Japanese gains
Following the outbreak of World War I in 1914, Japan joined the side of the Allies and seized the German leasehold around Jiaozhou Bay together with German-owned railways in Shandong. China was not permitted to interfere. Then, on Jan. 18, 1915, the Japanese government secretly presented to Yuan the Twenty-one Demands, which sought in effect to make China a Japanese dependency. Yuan skillfully directed the negotiations by which China tried to limit its concessions, which centred on greater access to Chinese ports and railroads and even a voice in Chinese political and police affairs. At the same time, Yuan searched for foreign support. The European powers, locked in war, were in no position to restrain Japan, and the United States was unwilling to intervene. The Chinese public, however, was aroused. Most of Yuan’s political opponents supported his resistance to Japan’s demands. Nevertheless, on May 7 Japan gave Yuan a 48-hour ultimatum, forcing him to accept the terms as they stood at that point in the negotiations.

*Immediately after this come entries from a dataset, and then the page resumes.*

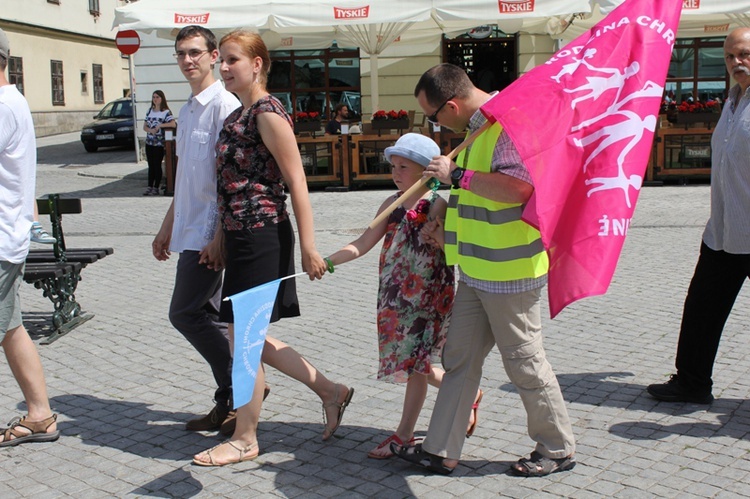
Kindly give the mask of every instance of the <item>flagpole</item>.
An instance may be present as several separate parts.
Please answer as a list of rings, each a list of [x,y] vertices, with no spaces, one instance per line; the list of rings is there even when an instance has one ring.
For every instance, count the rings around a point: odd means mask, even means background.
[[[292,275],[288,275],[286,277],[282,277],[281,279],[279,279],[279,281],[285,281],[286,279],[291,279],[293,277],[301,277],[303,275],[307,275],[307,272],[297,272],[296,274],[292,274]],[[269,282],[274,282],[274,281],[269,281]],[[265,284],[268,284],[268,283],[265,283]],[[258,284],[258,286],[263,286],[263,284]],[[258,287],[258,286],[254,286],[254,287]],[[244,291],[241,291],[241,293],[244,293]],[[237,293],[237,294],[239,294],[239,293]],[[221,301],[230,301],[229,300],[229,296],[224,297],[224,299],[221,300]]]
[[[458,155],[458,153],[460,153],[461,151],[463,151],[464,149],[466,149],[467,147],[469,147],[472,144],[472,142],[474,142],[474,140],[476,140],[476,138],[479,137],[479,135],[481,135],[482,133],[484,133],[485,130],[487,130],[490,126],[492,126],[492,122],[490,122],[488,120],[484,125],[482,125],[479,128],[477,128],[471,135],[469,135],[468,137],[466,137],[466,139],[464,139],[464,141],[461,142],[455,149],[453,149],[451,152],[449,152],[447,154],[448,159],[452,160],[453,158],[455,158]],[[401,196],[399,196],[399,198],[397,200],[395,200],[393,203],[391,203],[390,206],[388,206],[388,208],[384,209],[377,217],[375,217],[375,219],[372,222],[370,222],[370,225],[368,225],[367,227],[370,228],[370,229],[374,229],[375,227],[377,227],[378,224],[380,224],[380,222],[382,222],[383,220],[385,220],[386,218],[388,218],[388,215],[390,215],[391,213],[393,213],[393,210],[395,210],[396,208],[398,208],[399,205],[401,205],[405,199],[409,198],[409,196],[415,194],[417,191],[419,191],[421,188],[423,188],[424,185],[431,178],[433,178],[433,177],[422,177],[422,178],[420,178],[419,182],[417,182],[414,185],[412,185],[411,187],[409,187],[406,190],[406,192],[404,192],[403,194],[401,194]]]

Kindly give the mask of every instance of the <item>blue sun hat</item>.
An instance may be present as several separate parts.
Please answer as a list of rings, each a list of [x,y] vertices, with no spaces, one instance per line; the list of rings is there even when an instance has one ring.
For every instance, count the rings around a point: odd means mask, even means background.
[[[385,148],[385,159],[401,156],[419,163],[423,167],[430,164],[435,156],[440,156],[440,147],[431,138],[419,133],[407,133],[396,141],[396,144]]]

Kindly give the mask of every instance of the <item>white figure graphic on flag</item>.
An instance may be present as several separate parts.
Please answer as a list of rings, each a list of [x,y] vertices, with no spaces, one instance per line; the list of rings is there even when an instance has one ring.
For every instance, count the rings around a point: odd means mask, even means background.
[[[563,67],[560,69],[560,72],[557,73],[555,76],[552,77],[553,80],[555,80],[557,83],[560,83],[560,78],[566,75],[572,75],[576,72],[578,69],[578,66],[581,65],[583,62],[583,59],[591,59],[596,55],[596,49],[586,49],[586,52],[583,53],[583,57],[581,59],[573,58],[573,62],[569,62],[568,64],[563,64]]]
[[[622,72],[617,68],[597,68],[596,66],[592,66],[591,64],[589,64],[585,60],[585,58],[581,59],[580,63],[581,65],[586,66],[591,71],[597,71],[609,76],[587,76],[587,83],[584,83],[580,87],[563,89],[569,94],[573,94],[576,92],[587,92],[573,99],[573,101],[570,103],[570,107],[573,109],[576,108],[576,104],[578,104],[579,102],[585,101],[587,99],[598,99],[599,96],[607,90],[617,90],[617,96],[614,99],[614,101],[616,102],[620,98],[620,92],[622,92],[622,87],[625,84],[625,80],[627,80],[631,76],[636,75],[640,70],[638,61],[633,61],[633,63],[625,68]]]
[[[584,60],[587,58],[589,51],[581,59],[580,65],[585,66],[590,70],[594,70],[600,73],[610,74],[609,78],[601,78],[597,76],[587,76],[587,84],[581,85],[574,89],[563,89],[565,92],[573,93],[576,91],[585,91],[586,93],[576,97],[572,102],[572,107],[575,108],[576,103],[582,102],[588,99],[595,100],[600,95],[608,90],[616,90],[617,94],[613,100],[613,104],[607,108],[605,112],[594,118],[585,120],[578,125],[571,128],[571,132],[577,132],[585,128],[590,127],[604,120],[605,118],[623,118],[619,121],[609,123],[605,126],[597,128],[596,131],[584,135],[583,137],[573,138],[573,143],[578,147],[586,147],[590,144],[599,142],[596,148],[589,153],[586,161],[583,163],[583,171],[586,172],[588,165],[605,149],[611,147],[622,141],[627,141],[623,146],[620,154],[617,156],[617,175],[612,177],[593,177],[585,180],[586,185],[595,185],[589,189],[587,196],[599,191],[605,191],[610,189],[621,189],[625,196],[625,203],[630,208],[632,206],[630,201],[630,188],[640,190],[643,185],[643,177],[641,175],[627,175],[625,173],[625,159],[628,153],[643,139],[643,135],[648,130],[653,132],[656,130],[656,116],[650,114],[645,117],[641,117],[635,111],[623,109],[624,105],[629,101],[637,98],[661,98],[663,87],[657,85],[652,81],[647,81],[641,90],[632,92],[620,100],[620,94],[622,92],[625,80],[634,76],[638,73],[640,66],[638,62],[633,62],[628,67],[620,71],[617,68],[597,68],[591,65],[588,61]],[[562,73],[562,71],[560,72]],[[557,81],[558,75],[553,76],[552,79]],[[617,85],[617,86],[614,86]]]

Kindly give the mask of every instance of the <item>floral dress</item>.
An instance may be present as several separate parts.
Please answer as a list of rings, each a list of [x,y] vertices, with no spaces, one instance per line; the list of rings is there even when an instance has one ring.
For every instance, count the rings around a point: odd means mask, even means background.
[[[419,235],[437,196],[432,192],[413,211],[400,206],[388,218],[377,306],[380,380],[403,383],[413,373],[429,374],[431,357],[439,357],[445,342],[453,268]]]
[[[278,114],[292,126],[281,102],[266,95],[227,116],[216,143],[219,218],[228,231],[257,229],[289,218],[284,177],[257,127],[261,113]]]

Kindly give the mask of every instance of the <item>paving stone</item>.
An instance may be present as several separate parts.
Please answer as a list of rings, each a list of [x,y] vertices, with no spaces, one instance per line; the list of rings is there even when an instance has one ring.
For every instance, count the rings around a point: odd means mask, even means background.
[[[186,432],[184,424],[212,407],[213,379],[169,324],[176,255],[157,262],[150,253],[171,200],[141,196],[145,164],[107,163],[107,151],[99,154],[100,165],[83,168],[40,155],[37,193],[83,199],[83,214],[64,220],[68,246],[112,246],[115,253],[87,267],[79,283],[77,299],[94,318],[39,345],[62,437],[2,449],[2,497],[750,496],[750,290],[740,293],[727,321],[711,406],[665,404],[645,394],[674,369],[708,186],[644,187],[607,294],[576,302],[554,320],[544,317],[545,347],[578,440],[573,471],[533,480],[507,472],[534,443],[496,351],[482,373],[477,432],[453,476],[366,457],[397,427],[404,396],[403,385],[376,379],[377,248],[321,281],[299,279],[301,317],[269,329],[330,379],[356,388],[336,438],[320,441],[320,399],[269,369],[260,457],[208,469],[191,465],[191,457],[221,437]],[[321,254],[355,237],[391,192],[312,191]],[[38,342],[51,303],[28,285],[21,299]],[[7,369],[0,381],[8,387],[0,417],[9,420],[25,407]],[[428,390],[418,434],[427,430],[435,396]]]

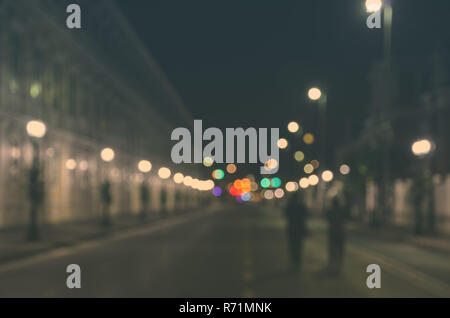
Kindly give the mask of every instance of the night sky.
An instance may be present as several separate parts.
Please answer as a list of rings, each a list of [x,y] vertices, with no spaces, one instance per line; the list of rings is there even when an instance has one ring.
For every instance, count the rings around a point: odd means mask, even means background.
[[[314,132],[317,109],[306,91],[319,85],[334,143],[345,142],[340,132],[361,129],[369,71],[382,58],[383,31],[366,27],[364,2],[117,0],[204,127],[284,128],[297,120]],[[435,50],[448,60],[450,1],[394,0],[393,9],[398,76],[426,77]]]

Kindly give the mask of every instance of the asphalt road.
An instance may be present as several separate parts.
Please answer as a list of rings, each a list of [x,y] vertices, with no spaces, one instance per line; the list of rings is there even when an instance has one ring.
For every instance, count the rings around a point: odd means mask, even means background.
[[[324,275],[325,224],[309,222],[305,261],[287,270],[276,209],[230,206],[0,266],[0,297],[450,297],[450,255],[350,236],[343,273]],[[368,264],[382,269],[368,289]],[[81,289],[66,267],[81,267]]]

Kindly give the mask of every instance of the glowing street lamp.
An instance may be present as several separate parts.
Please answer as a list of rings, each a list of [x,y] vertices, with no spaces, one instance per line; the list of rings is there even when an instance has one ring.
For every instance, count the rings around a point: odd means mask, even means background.
[[[325,182],[331,182],[333,181],[334,175],[333,172],[331,172],[330,170],[325,170],[324,172],[322,172],[322,180]]]
[[[47,132],[47,126],[40,120],[31,120],[27,123],[27,134],[34,138],[43,138]]]
[[[312,174],[308,178],[309,185],[316,186],[319,184],[319,177],[315,174]]]
[[[286,149],[289,145],[288,141],[285,138],[281,138],[278,140],[278,148],[280,149]]]
[[[101,152],[100,152],[100,157],[102,158],[102,160],[104,162],[111,162],[114,160],[114,157],[116,156],[114,150],[112,150],[111,148],[104,148]]]
[[[309,187],[309,180],[308,178],[301,178],[298,184],[300,185],[300,188],[306,189]]]
[[[291,121],[291,122],[288,124],[288,131],[289,131],[290,133],[295,134],[295,133],[298,132],[299,130],[300,130],[300,125],[299,125],[297,122]]]
[[[169,179],[171,174],[172,172],[170,171],[170,169],[166,167],[162,167],[158,170],[158,175],[161,179]]]
[[[70,171],[73,171],[73,170],[75,170],[76,168],[77,168],[77,162],[76,162],[76,160],[75,160],[75,159],[72,159],[72,158],[67,159],[67,161],[66,161],[66,169],[67,169],[67,170],[70,170]]]
[[[183,178],[183,184],[187,187],[190,187],[192,185],[193,179],[191,176],[185,176]]]
[[[366,0],[366,10],[369,13],[377,12],[383,6],[383,2],[381,0]]]
[[[138,169],[142,173],[149,173],[152,170],[152,163],[148,160],[141,160],[138,163]]]
[[[176,184],[181,184],[181,183],[183,183],[183,181],[184,181],[184,175],[183,175],[182,173],[180,173],[180,172],[175,173],[174,176],[173,176],[173,181],[174,181]]]
[[[421,139],[412,144],[411,151],[417,157],[424,157],[431,152],[432,148],[433,143],[430,140]]]
[[[317,101],[322,97],[322,91],[317,87],[310,88],[308,91],[308,97],[312,101]]]

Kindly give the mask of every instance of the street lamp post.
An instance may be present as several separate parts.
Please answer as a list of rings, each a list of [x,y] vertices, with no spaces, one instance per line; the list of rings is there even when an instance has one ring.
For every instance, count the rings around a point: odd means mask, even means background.
[[[28,195],[30,202],[30,223],[28,228],[28,240],[36,241],[39,239],[38,211],[45,196],[44,182],[42,181],[39,158],[39,140],[45,136],[47,127],[42,121],[32,120],[27,123],[26,131],[28,136],[31,137],[31,143],[33,146],[33,162],[31,164],[28,184]]]
[[[380,12],[383,10],[383,63],[378,66],[381,68],[381,73],[383,74],[383,78],[379,81],[381,82],[381,93],[387,97],[387,100],[384,102],[385,109],[389,108],[393,104],[392,96],[394,92],[392,91],[394,85],[390,83],[394,81],[393,73],[392,73],[392,21],[393,21],[393,10],[391,0],[366,0],[366,9],[368,12]],[[380,89],[377,87],[380,91]],[[383,111],[378,114],[379,122],[386,122],[386,127],[390,124],[390,120],[385,117]],[[390,154],[389,154],[389,145],[390,139],[389,134],[385,134],[385,140],[383,140],[384,145],[381,148],[381,164],[382,164],[382,176],[379,181],[379,208],[376,209],[377,213],[373,215],[373,224],[378,225],[379,221],[384,221],[386,215],[388,215],[389,211],[391,211],[391,207],[389,206],[391,200],[389,197],[391,196],[392,191],[391,188],[391,177],[390,177]]]
[[[415,201],[414,208],[416,209],[416,233],[422,234],[423,231],[423,213],[422,213],[422,199],[427,198],[427,227],[430,234],[435,233],[436,217],[434,204],[434,185],[433,174],[431,170],[431,154],[434,150],[434,143],[429,139],[420,139],[411,145],[412,153],[419,159],[423,159],[423,176],[416,180],[415,185]],[[423,193],[422,193],[423,192]]]
[[[101,198],[102,198],[102,224],[107,227],[111,225],[110,219],[110,208],[112,203],[112,195],[111,195],[111,183],[109,181],[109,167],[108,164],[112,162],[115,158],[114,150],[111,148],[104,148],[100,152],[100,157],[105,163],[106,167],[104,169],[104,177],[101,184]]]
[[[167,211],[167,202],[168,202],[168,198],[167,198],[167,188],[165,185],[165,180],[169,179],[170,176],[172,175],[172,172],[170,171],[169,168],[166,167],[162,167],[158,170],[158,176],[162,179],[163,183],[162,183],[162,187],[161,187],[161,194],[160,194],[160,199],[161,199],[161,216],[162,217],[167,217],[168,215],[168,211]]]
[[[327,95],[317,87],[312,87],[308,90],[308,97],[311,101],[317,102],[319,106],[319,134],[320,134],[320,160],[326,166],[326,147],[327,147]]]
[[[317,102],[319,107],[319,143],[320,143],[320,163],[323,167],[327,164],[327,94],[318,87],[312,87],[308,90],[308,98]],[[321,191],[321,212],[325,209],[325,193],[326,183],[321,183],[319,186]]]
[[[384,15],[384,58],[390,64],[392,53],[392,5],[390,0],[386,0],[383,7]]]
[[[142,221],[145,221],[147,219],[148,204],[150,202],[150,194],[149,194],[150,190],[147,186],[147,180],[145,178],[145,175],[152,170],[151,162],[148,160],[139,161],[138,170],[144,176],[141,183],[140,198],[141,198],[141,219]]]
[[[392,52],[392,18],[393,18],[391,0],[384,0],[384,3],[381,0],[366,0],[366,9],[367,12],[370,13],[377,12],[383,9],[384,58],[388,63],[390,63]]]

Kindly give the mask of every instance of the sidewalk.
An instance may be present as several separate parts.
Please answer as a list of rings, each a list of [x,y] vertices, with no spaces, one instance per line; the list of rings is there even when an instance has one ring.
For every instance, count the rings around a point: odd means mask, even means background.
[[[169,215],[176,217],[191,212],[183,211]],[[39,226],[40,240],[26,240],[27,226],[0,230],[0,264],[22,259],[52,249],[73,246],[78,243],[105,238],[113,233],[145,227],[167,219],[159,213],[149,213],[142,221],[139,215],[121,214],[112,218],[111,225],[104,227],[98,219]]]

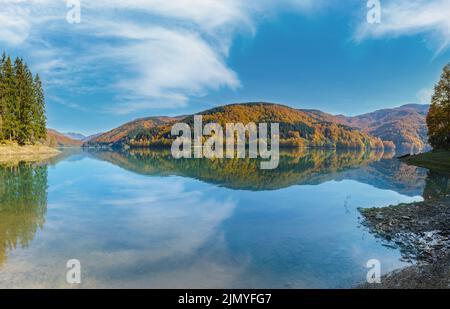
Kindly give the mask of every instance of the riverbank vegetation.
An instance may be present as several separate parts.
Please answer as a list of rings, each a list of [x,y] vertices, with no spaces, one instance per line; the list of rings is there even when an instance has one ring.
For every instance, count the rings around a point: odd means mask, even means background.
[[[450,151],[450,63],[444,67],[441,80],[434,87],[427,126],[431,147]]]
[[[431,170],[450,171],[450,64],[444,67],[441,79],[434,87],[427,126],[433,151],[404,156],[401,160]]]

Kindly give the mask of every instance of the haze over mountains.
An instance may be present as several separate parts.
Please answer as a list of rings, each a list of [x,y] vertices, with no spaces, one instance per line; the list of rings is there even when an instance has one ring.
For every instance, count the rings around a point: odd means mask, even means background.
[[[279,122],[281,146],[331,148],[395,148],[398,154],[429,149],[426,115],[429,105],[407,104],[348,117],[319,110],[294,109],[272,103],[230,104],[199,112],[204,124]],[[193,115],[140,118],[106,133],[86,137],[49,130],[57,146],[145,147],[170,145],[175,122],[192,124]]]
[[[71,139],[78,140],[78,141],[82,141],[82,140],[86,139],[86,136],[84,136],[81,133],[67,132],[67,133],[64,133],[64,135]]]

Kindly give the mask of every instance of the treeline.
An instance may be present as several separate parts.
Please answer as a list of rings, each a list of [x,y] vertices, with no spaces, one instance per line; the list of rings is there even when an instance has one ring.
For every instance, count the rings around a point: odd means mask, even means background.
[[[450,64],[434,87],[427,116],[428,141],[434,149],[450,150]]]
[[[21,58],[3,53],[0,62],[0,142],[34,144],[47,136],[45,99],[39,75]]]

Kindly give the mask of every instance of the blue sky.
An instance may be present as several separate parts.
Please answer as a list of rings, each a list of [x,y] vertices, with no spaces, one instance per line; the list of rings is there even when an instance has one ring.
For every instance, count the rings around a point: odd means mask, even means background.
[[[267,101],[354,115],[427,103],[450,61],[449,0],[0,0],[0,49],[45,82],[49,127]]]

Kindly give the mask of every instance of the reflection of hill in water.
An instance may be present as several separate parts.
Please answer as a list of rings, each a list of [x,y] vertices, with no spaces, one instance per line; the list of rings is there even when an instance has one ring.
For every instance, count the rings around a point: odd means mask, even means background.
[[[354,179],[382,189],[420,195],[424,171],[380,152],[303,150],[282,152],[275,170],[261,170],[256,159],[174,159],[168,150],[89,151],[127,170],[154,176],[177,175],[231,189],[275,190],[292,185],[315,185]]]
[[[396,159],[381,159],[357,170],[343,172],[336,180],[353,179],[380,189],[393,190],[408,195],[422,195],[427,171],[401,163]]]
[[[7,251],[28,247],[47,212],[47,167],[0,165],[0,265]]]

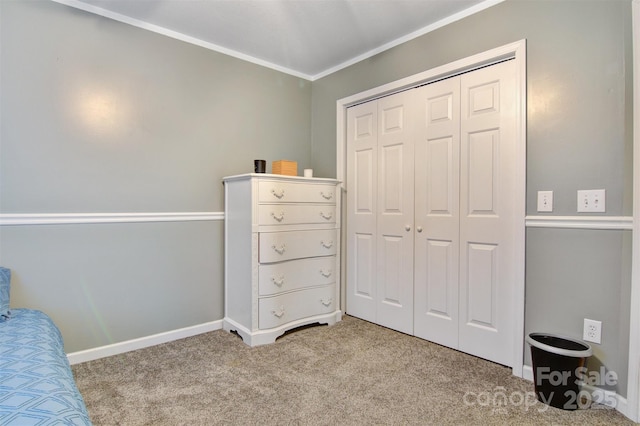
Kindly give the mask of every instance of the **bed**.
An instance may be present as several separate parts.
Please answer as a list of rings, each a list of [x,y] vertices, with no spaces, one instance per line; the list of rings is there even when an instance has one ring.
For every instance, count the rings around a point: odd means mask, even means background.
[[[0,321],[0,424],[91,425],[58,327],[43,312]]]

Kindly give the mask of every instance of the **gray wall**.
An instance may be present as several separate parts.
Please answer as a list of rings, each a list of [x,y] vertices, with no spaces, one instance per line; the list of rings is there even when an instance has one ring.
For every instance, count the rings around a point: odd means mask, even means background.
[[[0,1],[0,213],[218,212],[310,166],[311,84],[48,0]],[[223,222],[0,228],[12,307],[68,352],[223,317]]]
[[[222,318],[219,222],[2,227],[11,306],[48,313],[67,352]]]
[[[631,0],[508,0],[313,82],[312,158],[336,172],[336,100],[527,40],[527,214],[554,191],[553,215],[575,216],[578,189],[606,189],[606,215],[630,215]],[[593,363],[620,376],[626,395],[630,235],[527,231],[525,332],[582,337],[603,321]],[[530,362],[525,347],[526,362]]]

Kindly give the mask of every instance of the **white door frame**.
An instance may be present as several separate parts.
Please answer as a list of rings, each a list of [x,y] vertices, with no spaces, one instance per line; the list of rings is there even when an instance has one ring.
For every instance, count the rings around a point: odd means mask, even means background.
[[[627,406],[621,410],[640,421],[640,0],[631,3],[633,35],[633,242]],[[624,408],[624,407],[622,407]]]
[[[640,0],[634,0],[640,1]],[[514,212],[516,214],[515,226],[513,229],[515,254],[516,277],[513,306],[515,314],[513,348],[513,374],[522,377],[522,367],[524,362],[524,240],[525,240],[525,214],[526,214],[526,141],[527,141],[527,64],[526,64],[526,40],[519,40],[489,51],[460,59],[458,61],[433,68],[412,76],[394,81],[352,96],[348,96],[337,101],[336,107],[336,177],[342,182],[342,190],[346,188],[346,130],[347,130],[347,108],[374,98],[379,98],[394,92],[418,86],[420,84],[437,81],[445,77],[456,75],[481,66],[500,62],[513,58],[516,61],[516,187],[520,188],[518,196],[514,198]],[[348,224],[346,225],[348,226]],[[342,250],[343,256],[346,250]],[[343,265],[346,265],[343,259]],[[341,274],[341,277],[344,277]],[[344,280],[344,278],[342,278]],[[341,283],[342,300],[346,295],[345,283]]]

Japan gained extensive special privileges and concessions in Manchuria (Northeast China) and confirmed its gains in Shandong from Germany. The Hanyeping mining and metallurgical enterprise in the middle Yangtze valley was to become a joint Sino-Japanese company. China promised not to alienate to any other power any harbour, bay, or island on the coast of China nor to permit any nation to construct a dockyard, coaling station, or naval base on the coast of Fujian, the province nearest to Japan’s colony of Taiwan.